Anything will sound okay when passed above 6300Hz. There's no "music" above 6300hz, it's just noise. It's like playing a sub below 20hz (not entirely the same thing, but not a good indicator of a driver's performance). 

I can't see why anyone would spend good money on a tweeter that's only good for one octave of audible sound. I pass my tweeters at 2k with a 12 dB slope. I do need a good tweeter because they are responsible for a huge amount of the sound I hear. If you plan to pass them that high, forget about them. Spend all your money on a good mid and get a cheap $30 Seas aluminum tweeter for the ultra highs.


----------



## kyheng (Jan 31, 2007)

^Well, I'll have to agree with you 10% on your statements, basically. Unless my doctor proofs my ears have problem on listening >6300Hz or all my CDs are crap recordings.
Or my Pioneer DEQ-P9's manual is misleading me.
Oh, BTW, how do you define "noise"? For me, I define "noise" as something I don't like to hear or listen. Example, my boss nagging at me, that I will call it as noise.


----------



## podog44 (May 4, 2010)

kyheng said:


> I will get titanium tweeters...
> Anyway please define "best"....


really? alright.... that which no other can rival, in this case, the tweeter that produces a sound that is superior to all others


----------



## emin007 (May 7, 2010)

Hiquphon are one of the smoothest sounding tweeters you can buy!!! I've tried most of the tweeters that were mentioned in this thread and ended up with the Hiquphon OWIII gold plated series. Incredible detail with no harshness what so ever! You are going to pay over 250 or so and they are huge framed tweeters so if you have the space and the budget then these are the ones for you.


----------



## redcalimp5 (Sep 10, 2007)

I personally am a big fan of Rainbow's CAL27VOF silk tweeters. Very smooth, yet they are crisp and detailed at the same time.


----------



## jimbno1 (Apr 14, 2008)

Wow no mention of Ribbon Tweeters yet.

I have Rainbow Cal28 Scan D3004/602000, and the Alpine F1 Rev (R2904/700000 based).

I have not installed them in a vehicle yet, but listening to them this is my opinion.

The F1 is just wonderful on axis say within 15-20 deg. It is the best I have listened to. Airy and extended with great detail. But it has 2 big issues. It is huge ~3" diameter and it sucks off axis.

The Scan D3004/602000 is probably my favorite right now. It is smooth yet still has a lot of detail. Doesn't sound nearly as extended as the F1s.
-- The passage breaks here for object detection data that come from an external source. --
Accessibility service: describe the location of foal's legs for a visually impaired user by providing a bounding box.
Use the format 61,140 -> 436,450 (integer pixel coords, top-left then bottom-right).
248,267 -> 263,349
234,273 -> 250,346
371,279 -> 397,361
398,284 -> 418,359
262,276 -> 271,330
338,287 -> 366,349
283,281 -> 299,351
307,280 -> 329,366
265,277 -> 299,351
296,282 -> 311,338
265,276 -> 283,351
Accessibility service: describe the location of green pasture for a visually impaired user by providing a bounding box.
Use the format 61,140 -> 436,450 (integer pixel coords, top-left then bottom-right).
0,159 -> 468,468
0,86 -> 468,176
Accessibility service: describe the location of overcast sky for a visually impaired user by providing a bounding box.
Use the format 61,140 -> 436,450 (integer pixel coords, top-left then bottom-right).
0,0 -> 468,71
But it is very compact which makes install easier and it is way better off axis. Doesn't seem to mind being crossed at 2.5 KHz but I did not push it too hard yet.

The Rainbow Cal 28 is smmothness personified. Not a ton of detail but I wonder if I am getting a false sense of detail from the Scans. It just flat out disappears and does not call attention to itself. I seem to prefer the more lively and detailed sound of the Scans but I could easily live with this tweeter. Does everything well, but does not seem to stand out. Handled 2.5 KHz without any issues. Natural and smooth without calling attention to itself. And I wonder if in the long run it might be the least fatiguing and the easiest to live with. 

Are these the best? Probably not but the difference in these and the best is probably <2%. And I agree with the previous post that at ~ $250 shipped the Scan D3004 is tough to argue with.


----------



## eviling (Apr 14, 2010)

i like titanium, but silk is better. titanium is sharper if you ask me, but meh, i like the JBL c608gti MKII titanium tweeters, unfortuantly you can't get them out of the kit.


----------